Haskell program involving `read` is much slower than an equivalent Python one


As part of a programming challenge, I need to read, from stdin, a sequence of space-separated integers (on a single line), and print the sum of those integers to stdout. The sequence in question can contain as many as 10,000,000 integers.

I have two solutions for this: one written in Haskell (foo.hs), and another, equivalent one, written in Python 2 (foo.py). Unfortunately, the (compiled) Haskell program is consistently slower than the Python program, and I'm at a loss for explaining the discrepancy in performance between the two programs; see the Benchmark section below. If anything, I would have expected Haskell to have the upper hand...

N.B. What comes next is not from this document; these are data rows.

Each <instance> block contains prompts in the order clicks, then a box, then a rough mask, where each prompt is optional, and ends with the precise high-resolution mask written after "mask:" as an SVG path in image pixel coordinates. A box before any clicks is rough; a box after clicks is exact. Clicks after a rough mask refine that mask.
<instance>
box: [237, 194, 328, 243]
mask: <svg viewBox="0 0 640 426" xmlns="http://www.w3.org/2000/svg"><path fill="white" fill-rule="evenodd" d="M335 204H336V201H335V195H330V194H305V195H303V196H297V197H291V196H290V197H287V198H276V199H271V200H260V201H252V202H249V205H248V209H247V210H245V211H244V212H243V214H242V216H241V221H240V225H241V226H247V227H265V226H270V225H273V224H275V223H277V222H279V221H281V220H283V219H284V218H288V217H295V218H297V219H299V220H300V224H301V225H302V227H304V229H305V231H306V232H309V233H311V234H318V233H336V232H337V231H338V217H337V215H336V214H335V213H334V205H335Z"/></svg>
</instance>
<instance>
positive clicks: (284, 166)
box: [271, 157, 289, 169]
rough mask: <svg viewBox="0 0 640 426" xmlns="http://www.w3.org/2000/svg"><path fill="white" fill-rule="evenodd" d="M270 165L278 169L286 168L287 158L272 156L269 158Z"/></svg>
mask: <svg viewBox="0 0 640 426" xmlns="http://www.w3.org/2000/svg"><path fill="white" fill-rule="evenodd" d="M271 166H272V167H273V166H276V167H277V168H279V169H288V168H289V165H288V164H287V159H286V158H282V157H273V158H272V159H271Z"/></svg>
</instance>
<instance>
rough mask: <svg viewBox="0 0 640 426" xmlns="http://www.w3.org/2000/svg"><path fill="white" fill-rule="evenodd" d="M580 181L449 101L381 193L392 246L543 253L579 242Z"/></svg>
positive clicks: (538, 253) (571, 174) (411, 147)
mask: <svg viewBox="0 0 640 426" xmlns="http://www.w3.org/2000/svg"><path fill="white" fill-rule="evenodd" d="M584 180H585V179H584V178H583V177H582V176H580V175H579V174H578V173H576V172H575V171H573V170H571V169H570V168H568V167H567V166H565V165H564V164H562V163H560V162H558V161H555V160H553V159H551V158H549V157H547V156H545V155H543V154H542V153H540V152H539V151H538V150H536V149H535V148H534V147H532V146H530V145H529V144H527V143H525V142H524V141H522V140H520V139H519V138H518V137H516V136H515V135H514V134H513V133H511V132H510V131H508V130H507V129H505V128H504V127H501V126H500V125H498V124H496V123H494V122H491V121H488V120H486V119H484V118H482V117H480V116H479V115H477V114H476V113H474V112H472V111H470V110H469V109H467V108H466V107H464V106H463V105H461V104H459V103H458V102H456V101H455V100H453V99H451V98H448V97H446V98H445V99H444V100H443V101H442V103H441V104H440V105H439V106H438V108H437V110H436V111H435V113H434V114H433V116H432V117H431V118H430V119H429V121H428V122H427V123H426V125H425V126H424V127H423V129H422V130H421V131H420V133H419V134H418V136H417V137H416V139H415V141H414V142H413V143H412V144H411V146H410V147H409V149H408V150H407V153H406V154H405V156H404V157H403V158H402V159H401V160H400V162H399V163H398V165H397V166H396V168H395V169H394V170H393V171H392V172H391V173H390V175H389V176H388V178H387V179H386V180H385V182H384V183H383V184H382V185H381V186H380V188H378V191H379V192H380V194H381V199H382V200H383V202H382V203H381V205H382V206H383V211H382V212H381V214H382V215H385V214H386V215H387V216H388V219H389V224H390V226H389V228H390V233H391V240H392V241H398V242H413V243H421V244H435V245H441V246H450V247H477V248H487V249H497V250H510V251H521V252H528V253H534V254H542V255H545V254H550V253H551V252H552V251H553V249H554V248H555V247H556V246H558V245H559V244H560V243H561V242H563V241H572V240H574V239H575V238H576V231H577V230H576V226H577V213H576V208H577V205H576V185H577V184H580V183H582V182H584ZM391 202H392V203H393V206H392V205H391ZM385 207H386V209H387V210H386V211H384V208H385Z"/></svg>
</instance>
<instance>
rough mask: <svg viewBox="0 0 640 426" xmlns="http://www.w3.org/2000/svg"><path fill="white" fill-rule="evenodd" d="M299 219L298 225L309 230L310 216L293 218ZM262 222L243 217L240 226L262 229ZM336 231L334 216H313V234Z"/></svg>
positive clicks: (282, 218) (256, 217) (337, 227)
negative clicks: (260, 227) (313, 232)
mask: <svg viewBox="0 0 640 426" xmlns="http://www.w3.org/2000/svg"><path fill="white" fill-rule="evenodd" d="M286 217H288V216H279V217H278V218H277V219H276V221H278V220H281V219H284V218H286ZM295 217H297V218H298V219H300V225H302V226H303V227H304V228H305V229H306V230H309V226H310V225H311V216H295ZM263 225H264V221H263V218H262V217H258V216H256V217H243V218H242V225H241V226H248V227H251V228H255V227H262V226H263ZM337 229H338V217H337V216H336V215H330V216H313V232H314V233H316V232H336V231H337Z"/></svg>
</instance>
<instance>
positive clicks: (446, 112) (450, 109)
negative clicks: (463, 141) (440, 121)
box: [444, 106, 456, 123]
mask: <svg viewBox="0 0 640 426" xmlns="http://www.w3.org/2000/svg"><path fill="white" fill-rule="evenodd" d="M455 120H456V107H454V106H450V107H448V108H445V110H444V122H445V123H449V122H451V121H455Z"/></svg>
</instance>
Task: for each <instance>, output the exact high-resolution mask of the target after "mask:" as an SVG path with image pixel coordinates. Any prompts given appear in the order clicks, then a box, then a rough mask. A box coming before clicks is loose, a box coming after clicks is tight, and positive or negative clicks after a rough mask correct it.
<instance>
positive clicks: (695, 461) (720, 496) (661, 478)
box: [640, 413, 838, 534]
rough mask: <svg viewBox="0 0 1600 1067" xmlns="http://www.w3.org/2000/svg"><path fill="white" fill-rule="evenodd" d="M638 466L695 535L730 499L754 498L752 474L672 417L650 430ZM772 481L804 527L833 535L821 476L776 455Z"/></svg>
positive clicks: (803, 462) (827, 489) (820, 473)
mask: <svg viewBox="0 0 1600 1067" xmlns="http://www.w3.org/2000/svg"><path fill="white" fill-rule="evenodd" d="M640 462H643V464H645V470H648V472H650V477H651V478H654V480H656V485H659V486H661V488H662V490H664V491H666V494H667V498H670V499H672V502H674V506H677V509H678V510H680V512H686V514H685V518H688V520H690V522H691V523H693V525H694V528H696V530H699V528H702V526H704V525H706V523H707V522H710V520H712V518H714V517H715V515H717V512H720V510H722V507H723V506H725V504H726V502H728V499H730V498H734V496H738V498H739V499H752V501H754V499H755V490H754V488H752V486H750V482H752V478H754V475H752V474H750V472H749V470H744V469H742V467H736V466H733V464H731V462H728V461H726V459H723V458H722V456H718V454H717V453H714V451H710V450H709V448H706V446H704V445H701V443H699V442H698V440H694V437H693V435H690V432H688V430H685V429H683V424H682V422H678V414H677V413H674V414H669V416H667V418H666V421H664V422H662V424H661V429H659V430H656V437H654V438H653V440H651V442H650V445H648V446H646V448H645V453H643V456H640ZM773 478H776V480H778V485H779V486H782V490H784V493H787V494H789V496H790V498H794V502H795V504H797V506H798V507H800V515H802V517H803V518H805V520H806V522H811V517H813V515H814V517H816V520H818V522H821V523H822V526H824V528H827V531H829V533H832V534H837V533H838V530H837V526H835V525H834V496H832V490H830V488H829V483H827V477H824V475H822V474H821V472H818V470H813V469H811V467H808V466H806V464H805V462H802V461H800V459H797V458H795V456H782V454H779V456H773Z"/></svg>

What am I doing wrong? How can I account for this discrepancy? Is there an easy way of speeding up my Haskell code?

(For information, I'm using a mid-2010 Macbook Pro with 8Gb RAM, GHC 7.8.4, and Python 2.7.9.)

foo.hs

main = print . sum =<< getIntList

getIntList :: IO [Int]
getIntList = fmap (map read . words) getLine

(compiled with ghc -O2 foo.hs)

foo.py

ns = map(int, raw_input().split())
print sum(ns)

Benchmark

In the following, test.txt consists of a single line of 10 million space-separated integers.

# Haskell
$ time ./foo < test.txt 
1679257

real    0m36.704s
user    0m35.932s
sys     0m0.632s

# Python
$ time python foo.py < test.txt
1679257 

real    0m7.916s
user    0m7.756s
sys     0m0.151s

Solution

  • read is slow. For bulk parsing, use bytestring or text primitives, or attoparsec.

    I did some benchmarking. Your original version ran in 23,9 secs on my computer. The version below ran in 0.35 secs:

    import qualified Data.ByteString.Char8 as B
    import Control.Applicative
    import Data.Maybe
    import Data.List
    import Data.Char
    
    main = print . sum =<< getIntList
    
    getIntList :: IO [Int]
    getIntList =
        map (fst . fromJust . B.readInt) . B.words <$> B.readFile "test.txt"
    

    By specializing the parser to your test.txt file, I could get the runtime down to 0.26 sec:

    getIntList :: IO [Int]          
    getIntList =
        unfoldr (B.readInt . B.dropWhile (==' ')) <$> B.readFile "test.txt"